TEAS’ directors, Tale and Nijat Heydarov, are also directors of  United Enterprises International Limited, whose December 2010 accounts – also abbreviated and unaudited – record a debt of some £23,000. TEAS is listed as an affiliate on the company’s website, and UEI and TEAS share an address at 2 Queen Anne’s Gate, London SW1.

UEI promotes Jala Juice, which the UEI website says has been the market leading pomegranate juice in Azerbaijan for 10 years. Jala Juice is also a ‘gold sponsor’ of TEAS’ business forum.

This fruit juice was also referred to in the Wikileaks cable, which said: ‘The Heydarovs have largely cornered the fruit juice market in Azerbaijan, maintaining extremely high prices for locally
 produced juices and watered-down juice drinks, while making life difficult – 
with the help of state customs – for cheaper competitors from Turkey, Ukraine
 and Russia. When USAID tried to support the production and distribution of
 pomegranate products in Azerbaijan, they quickly learned that no one sells
 pomegranate juice, concentrate, or derivatives from Azerbaijan without Heydarov’s
 permission.’

UEI denies that Jala Juice is the beneficiary of a monopoly based on Heydarov family influence.

The cables also allege that many of the Heydarov family operations are part of the ‘Gilan’, ‘Qabala’, ‘Jala’, or ‘United Enterprises International’ family of companies.  Gilan Holding is listed as an ‘affiliate’ on the UEIholding.com website.  Gilan Holding, a major conglomerate in Azerbaijan, has the same Baku telephone number on its website as UEI Holding. The Gilan conglomerate includes AFB Bank, which is another ‘gold sponsor’ of the TEAS business forum.

UEI declined to expand on the nature of its links with Gilan.

A spokesman for TEAS said: ‘Both TEAS and the Azerbaijani Government want to see a peaceful resolution to the conflict with Armenia, which is slowing economic and political progress across the entire South Caucasus region.’

He added: ‘Our activities are geared towards raising awareness about the conflict and the humanitarian plight of the almost one million refugees and Internally Displaced Persons living in camps in Azerbaijan. We have no problem highlighting the fact that four UN Security Council Resolutions and one UN General Assembly Resolution remain unimplemented, verifying Azerbaijan’s territorial integrity regarding Nagorno-Karabakh.’

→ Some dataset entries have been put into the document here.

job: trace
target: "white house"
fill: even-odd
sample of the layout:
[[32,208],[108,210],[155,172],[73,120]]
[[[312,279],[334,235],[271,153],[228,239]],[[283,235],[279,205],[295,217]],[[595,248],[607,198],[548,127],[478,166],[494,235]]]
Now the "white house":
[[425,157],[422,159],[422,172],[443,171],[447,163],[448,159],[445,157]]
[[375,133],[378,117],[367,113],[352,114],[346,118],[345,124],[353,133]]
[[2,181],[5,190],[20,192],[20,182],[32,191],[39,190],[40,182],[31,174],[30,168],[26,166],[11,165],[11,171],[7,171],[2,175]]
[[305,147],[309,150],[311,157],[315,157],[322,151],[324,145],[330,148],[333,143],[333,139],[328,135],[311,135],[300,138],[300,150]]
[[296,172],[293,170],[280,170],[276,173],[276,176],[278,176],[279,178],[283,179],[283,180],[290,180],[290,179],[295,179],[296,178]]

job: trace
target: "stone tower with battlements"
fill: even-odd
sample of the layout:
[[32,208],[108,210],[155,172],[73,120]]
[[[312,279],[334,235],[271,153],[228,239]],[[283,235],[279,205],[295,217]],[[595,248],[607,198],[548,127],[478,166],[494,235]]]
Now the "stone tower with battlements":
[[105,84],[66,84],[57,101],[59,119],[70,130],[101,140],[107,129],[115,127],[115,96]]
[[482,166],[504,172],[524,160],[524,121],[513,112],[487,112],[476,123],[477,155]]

TEAS also said it had a policy of not commenting on leaked US cables ‘of doubtful provenance.’

None of the Parliamentarians who went on the TEAS trips was available for comment.

Labour MP for Newport West Paul Flynn, who has previously criticised Prince Andrew for his activities as trade envoy in Azerbaijan, said he was worried by apparent Parliamentary links with the Azeri regime, which he said had a ‘dreadful record of corruption and jailing opponents’.